The Demon in the Freezer Symbols, Allegory and Motifs

The Demon in the Freezer Symbols, Allegory and Motifs

Pickup Truck, CB Radio and Gun Rack

Ever wonder how people in other countries really view Americans? The opening page of this book delivers an answer that many Americans may not like, but few could question. The story opens, strangely enough, with the tale of a photo retoucher employed with a British tabloid getting a new job working for the National Enquirer in Florida. In order to fit in as a brand new America, the first thing he does is buy what he views as the ultimate iconic symbol of an American: a pickup truck with complete with CB radio and gun rack over the rear window. That is a portrait of American in symbolic microcosm that offers a difficult hill to climb in debate class.

The Demon

The title itself is the main symbol of the book. The “demon” which is kept in freezers is the smallpox virus.

The Human Hand

The author himself situates the symbolic significance of the human. He invests it with the potential for creating sublime greatness beyond the capacity for most to imagine while reminding the reader that of the equally unimaginable capacity for the simple human contact of one human hand reaching out to another living creature to commence the long process of species devastation:

“The hand is a symbol of humanity, part of what makes us human - the hand that carved the Parthenon, painted the hands of God and Adam on the ceiling of the Sistine Chapel, and wrote King Lear was the only hand that had known smallpox. That same hand had now given the disease to a monkey.”

SECURITY

Viruses are identified symbolically as the guys at the planet’s rock concert wearing the shirts with SECURITY printed in in large black block letters across the back. The virus is charged with the job of controlling crowds to make sure they don’t get out of hand or become a threat due to largesse. Although it verges uncomfortably into the realm of Malthusian economics, it cannot be argued that were it not for viruses, the population of the planet would have long since outgrown its ability to feed even most of it.

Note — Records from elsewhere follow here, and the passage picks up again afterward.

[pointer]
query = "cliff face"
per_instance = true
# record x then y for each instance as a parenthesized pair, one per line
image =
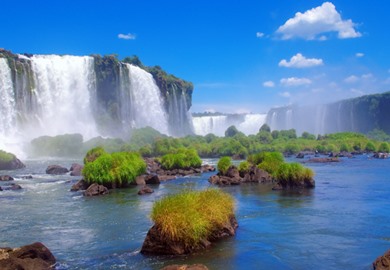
(362, 114)
(119, 95)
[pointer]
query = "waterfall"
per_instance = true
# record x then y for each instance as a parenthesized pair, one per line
(141, 102)
(65, 95)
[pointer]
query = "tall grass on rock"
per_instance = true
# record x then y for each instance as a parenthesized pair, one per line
(191, 216)
(114, 170)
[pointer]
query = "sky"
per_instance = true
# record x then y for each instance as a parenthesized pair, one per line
(242, 56)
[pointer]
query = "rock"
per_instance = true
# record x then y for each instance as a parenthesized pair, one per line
(6, 178)
(145, 190)
(29, 257)
(80, 185)
(76, 169)
(12, 164)
(96, 190)
(382, 262)
(56, 169)
(157, 244)
(185, 267)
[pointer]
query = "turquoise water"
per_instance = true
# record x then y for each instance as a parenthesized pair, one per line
(342, 223)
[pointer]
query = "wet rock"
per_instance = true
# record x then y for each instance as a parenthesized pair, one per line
(80, 185)
(145, 190)
(29, 257)
(157, 244)
(382, 262)
(6, 178)
(76, 169)
(56, 169)
(96, 190)
(185, 267)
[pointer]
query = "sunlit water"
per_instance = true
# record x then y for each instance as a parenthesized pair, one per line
(342, 224)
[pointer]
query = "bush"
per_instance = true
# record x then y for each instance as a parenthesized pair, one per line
(191, 216)
(93, 154)
(224, 164)
(114, 170)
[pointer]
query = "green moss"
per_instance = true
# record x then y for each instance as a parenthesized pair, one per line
(114, 170)
(191, 216)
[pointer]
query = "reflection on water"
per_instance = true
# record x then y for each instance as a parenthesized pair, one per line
(342, 223)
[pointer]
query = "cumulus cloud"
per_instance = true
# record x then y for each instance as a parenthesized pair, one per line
(259, 34)
(299, 61)
(269, 84)
(294, 81)
(285, 94)
(313, 23)
(126, 36)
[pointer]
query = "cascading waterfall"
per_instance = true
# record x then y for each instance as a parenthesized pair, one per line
(141, 102)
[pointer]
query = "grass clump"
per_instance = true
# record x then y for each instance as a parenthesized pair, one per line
(114, 170)
(190, 216)
(181, 159)
(224, 164)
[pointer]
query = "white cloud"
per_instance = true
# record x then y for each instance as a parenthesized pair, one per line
(269, 84)
(293, 81)
(285, 94)
(313, 23)
(299, 61)
(259, 34)
(126, 36)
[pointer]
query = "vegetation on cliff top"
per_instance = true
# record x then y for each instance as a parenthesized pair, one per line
(191, 216)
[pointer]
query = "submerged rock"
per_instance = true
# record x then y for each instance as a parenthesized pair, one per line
(96, 190)
(157, 244)
(185, 267)
(6, 178)
(56, 169)
(382, 262)
(29, 257)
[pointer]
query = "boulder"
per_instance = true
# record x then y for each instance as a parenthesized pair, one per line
(29, 257)
(382, 262)
(12, 164)
(80, 185)
(157, 244)
(185, 267)
(145, 190)
(76, 169)
(6, 178)
(56, 169)
(96, 190)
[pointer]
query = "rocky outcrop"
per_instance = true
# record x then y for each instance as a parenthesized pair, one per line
(76, 169)
(29, 257)
(157, 244)
(56, 169)
(233, 177)
(6, 178)
(80, 185)
(185, 267)
(145, 190)
(96, 190)
(382, 262)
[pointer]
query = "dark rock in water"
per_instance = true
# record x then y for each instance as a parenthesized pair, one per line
(6, 178)
(76, 169)
(56, 169)
(382, 262)
(185, 267)
(157, 244)
(29, 257)
(145, 190)
(12, 164)
(96, 190)
(80, 185)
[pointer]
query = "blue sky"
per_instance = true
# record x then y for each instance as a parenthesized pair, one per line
(242, 56)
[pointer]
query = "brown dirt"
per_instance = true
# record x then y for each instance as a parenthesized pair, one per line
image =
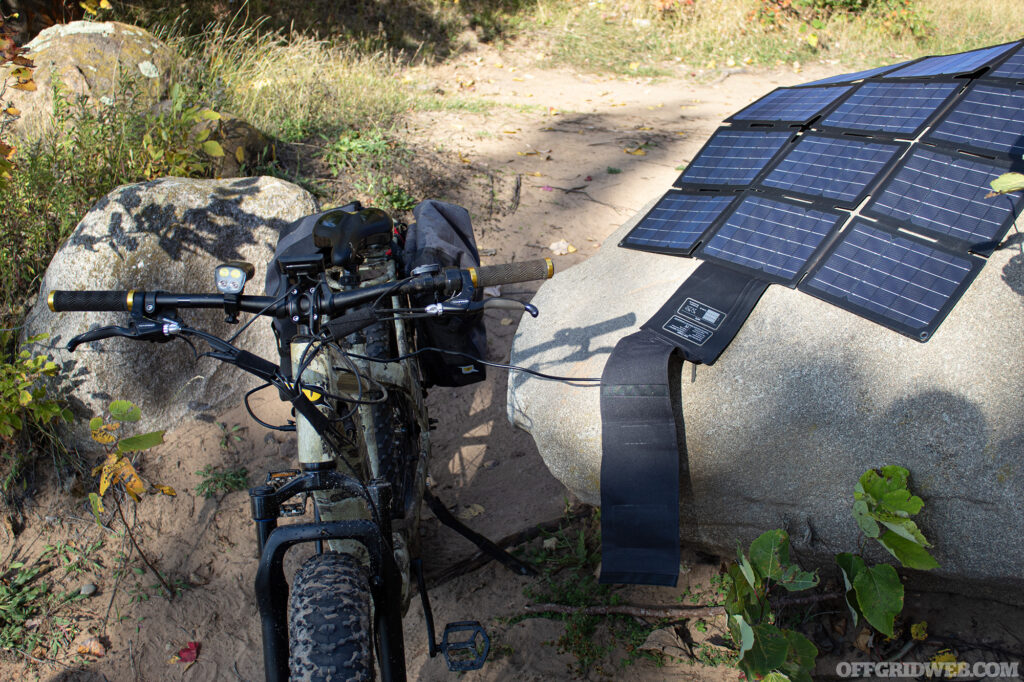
(532, 169)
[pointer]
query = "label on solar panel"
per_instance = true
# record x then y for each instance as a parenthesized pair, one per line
(677, 221)
(891, 108)
(701, 313)
(1013, 68)
(839, 169)
(790, 105)
(899, 282)
(988, 119)
(770, 238)
(951, 65)
(732, 159)
(943, 196)
(687, 331)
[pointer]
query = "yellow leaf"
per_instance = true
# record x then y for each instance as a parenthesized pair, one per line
(166, 489)
(108, 471)
(213, 148)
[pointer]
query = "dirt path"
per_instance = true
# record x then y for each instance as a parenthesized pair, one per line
(554, 156)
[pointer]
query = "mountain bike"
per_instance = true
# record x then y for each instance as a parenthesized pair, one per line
(349, 322)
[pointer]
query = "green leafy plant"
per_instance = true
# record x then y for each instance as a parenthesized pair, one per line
(883, 508)
(764, 647)
(215, 481)
(28, 410)
(177, 141)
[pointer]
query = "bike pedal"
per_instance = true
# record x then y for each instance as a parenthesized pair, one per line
(470, 650)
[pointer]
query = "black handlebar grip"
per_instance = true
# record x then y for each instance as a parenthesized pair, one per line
(489, 275)
(60, 301)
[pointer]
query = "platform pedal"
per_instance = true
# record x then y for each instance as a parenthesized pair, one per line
(465, 645)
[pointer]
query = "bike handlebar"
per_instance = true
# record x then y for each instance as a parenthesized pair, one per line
(445, 282)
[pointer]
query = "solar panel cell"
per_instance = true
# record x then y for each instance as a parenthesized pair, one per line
(944, 197)
(988, 118)
(774, 239)
(677, 221)
(950, 65)
(791, 104)
(906, 285)
(732, 158)
(1012, 68)
(892, 108)
(856, 76)
(841, 169)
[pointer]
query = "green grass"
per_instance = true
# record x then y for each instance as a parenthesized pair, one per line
(216, 481)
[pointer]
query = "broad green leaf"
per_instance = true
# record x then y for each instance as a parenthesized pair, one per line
(864, 520)
(880, 595)
(767, 653)
(909, 554)
(1008, 182)
(850, 565)
(770, 553)
(125, 411)
(901, 501)
(213, 148)
(748, 570)
(141, 441)
(903, 527)
(741, 633)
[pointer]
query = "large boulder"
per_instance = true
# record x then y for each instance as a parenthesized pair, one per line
(168, 235)
(91, 59)
(806, 398)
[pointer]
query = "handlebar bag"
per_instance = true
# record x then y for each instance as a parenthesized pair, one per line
(442, 235)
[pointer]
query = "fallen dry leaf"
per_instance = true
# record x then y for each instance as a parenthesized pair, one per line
(561, 247)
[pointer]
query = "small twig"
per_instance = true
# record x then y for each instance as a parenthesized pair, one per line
(653, 611)
(131, 536)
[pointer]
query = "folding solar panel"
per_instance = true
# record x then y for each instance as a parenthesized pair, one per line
(773, 239)
(856, 76)
(943, 197)
(677, 221)
(839, 169)
(1013, 68)
(951, 65)
(901, 283)
(987, 120)
(732, 159)
(790, 105)
(891, 108)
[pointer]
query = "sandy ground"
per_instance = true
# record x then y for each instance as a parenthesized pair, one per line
(537, 167)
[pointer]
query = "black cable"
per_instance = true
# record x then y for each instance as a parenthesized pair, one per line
(500, 366)
(245, 399)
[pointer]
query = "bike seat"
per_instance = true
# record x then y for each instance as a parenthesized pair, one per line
(348, 233)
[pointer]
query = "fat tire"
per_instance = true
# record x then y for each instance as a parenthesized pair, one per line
(329, 625)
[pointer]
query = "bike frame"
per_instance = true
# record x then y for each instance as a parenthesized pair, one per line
(342, 515)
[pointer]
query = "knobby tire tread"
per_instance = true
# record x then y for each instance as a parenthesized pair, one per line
(329, 624)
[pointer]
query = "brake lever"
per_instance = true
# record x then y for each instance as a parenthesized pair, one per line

“Viruses are nature’s crowd control, and a pox virus can thin a crowd in a hurry.”

Nature’s Mass Murderer

Smallpox is identified as being the symbolic equivalent of the most prodigious mass murderers in history. In fact, the most prodigious human killers—from Genghis Khan to Hitler—pale in comparison to smallpox. No other disease in the known history of human beings even begins to come close to approaching smallpox at the top of the list as the most ruthless killing machine during its heyday:

“Epidemiologists think that smallpox killed roughly one billion people during its last hundred years of activity on earth.”